In support of its opinion that the defendant must have actual knowledge that children frequently gathered at the site of the transformer station, the court cites Washabaugh v. Northern Virginia Const. Co., 187 Va. 767, 48 S.E.2d 276 (1948). We cannot read that case to support the decision here. In Washabaugh the defendant demurred to a complaint alleging in substance that the plaintiff's intestate, a nine year old boy, had drowned in the defendant's flooded quarry. The complaint further alleged that the defendant had actual knowledge that children frequented the quarry and it was, therefore, under legal obligation to fence it off in such a manner as to keep children out. The court, in effect, sustained the defendant's demurrer holding that an artificial pond was no different from a natural body of water; that it was not an instrumentality having a latent, hidden dangerous potential and consequently the defendant was under no legal obligation to fence it.

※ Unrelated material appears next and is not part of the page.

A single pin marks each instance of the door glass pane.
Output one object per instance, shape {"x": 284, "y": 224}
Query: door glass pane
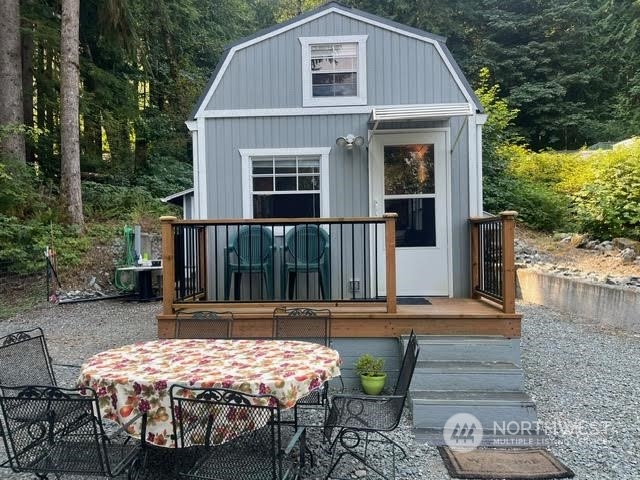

In distinguishing the case from those involving electricity, explosives and gasoline the court made the statement relied upon by the district court: 'In order for the doctrine to apply, the danger of the instrumentality must not only be hidden or latent, but the instrumentality must be easily accessible to children and in a location where it is known that children frequently gather.' 48 S.E.2d at 278. We think it sufficient to point out in the light of the Robbins decision that the statement was not only pure dictum but also was made in the context of a demurrer which raised no issue between actual and constructive knowledge on the defendant's part.
Reliance is placed by the defendant upon the court's finding that the Government could not be held to liability for its failure to foresee that a child might enlarge the hole by removing gravel and rocks. We do not think the Virginia law requires such foreseeability where negligence exists. Cf. Gregory v. Lehigh Portland Cement Co., 157 Va. 545, 162 S.E. 881 (1932).
As the court below decided the case on a misapprehension of the Virginia law in the circumstances and made no findings on contributory negligence, the case is remanded for retrial in accordance with this opinion.